I described Appendix E previously.  The data presented in Appendix E show that there are frequent periods when all the wind and solar resources are expected to provide much lower output than their rated capacity.  Initial results show that there was a 36-hour period when land-based wind, offshore wind, and solar resources were each less than 10% of their rated capacity.

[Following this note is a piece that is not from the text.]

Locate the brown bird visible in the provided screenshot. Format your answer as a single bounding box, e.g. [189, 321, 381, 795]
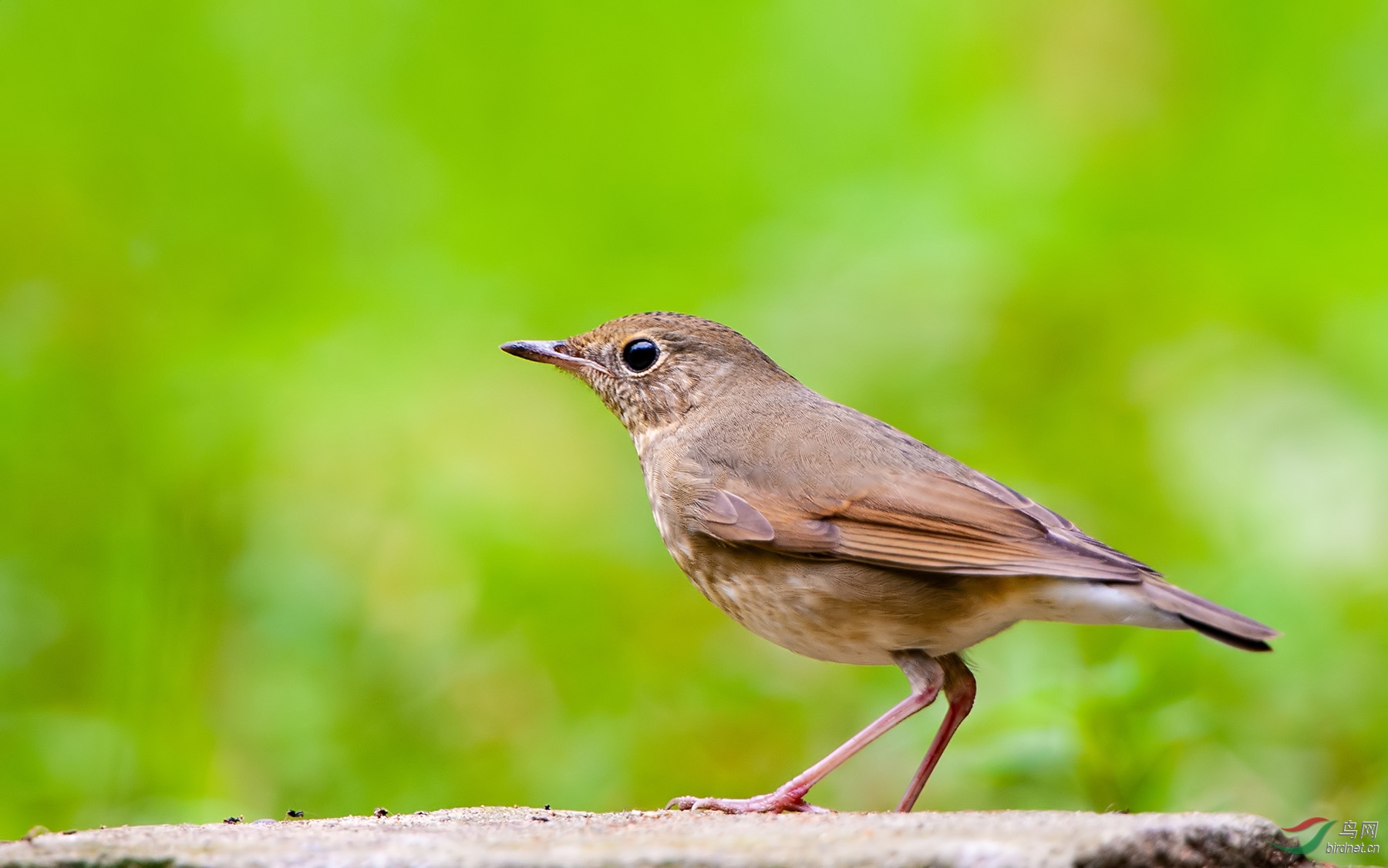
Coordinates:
[501, 314, 1279, 812]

At the September 27, 2024 New York State Reliability Council (NYSRC) Extreme Weather Working Group (EWWG) meeting, Thomas Primrose from PSEG Long Island presented a refined analysis of these data.  Among other things, his evaluation found that when New York solar, onshore wind, and offshore wind capacity were averaged the perio meeting the less than 10% criterion doubled to a 73 hour period.  For context consider that.  I found that if the renewable resources projected in the Integration Analysis, without any fossil-fired resources, were operating over those 73 hours that there would have been a cumulative generation deficit of up to 103,465 MWh within the lull.  Note that the lull deficiency projection length is dependent upon the location of the solar and wind facilities, so this is an approximation.  Nonetheless, it exemplifies the challenge that DEFR must resolve

I have also described the presentation by Zachary Smith that gave an overview summary presentation of the DEFR issue.  In his first slide (shown below) he gave an overview of the generating resource outlook to make the point that a large amount of new generating resources needs to be developed.  The estimates shown are from the 2021-2040 System & Resource Outlook and represent two plausible load projections.  He noted that there are “a lot of attributes that fossil fuel resources provide today that wind, solar, and energy storage simply cannot provide”.  He also made the point that the DEFR replacements do not have to be a single technology but could be several technologies that in aggregate can replace the fossil generation.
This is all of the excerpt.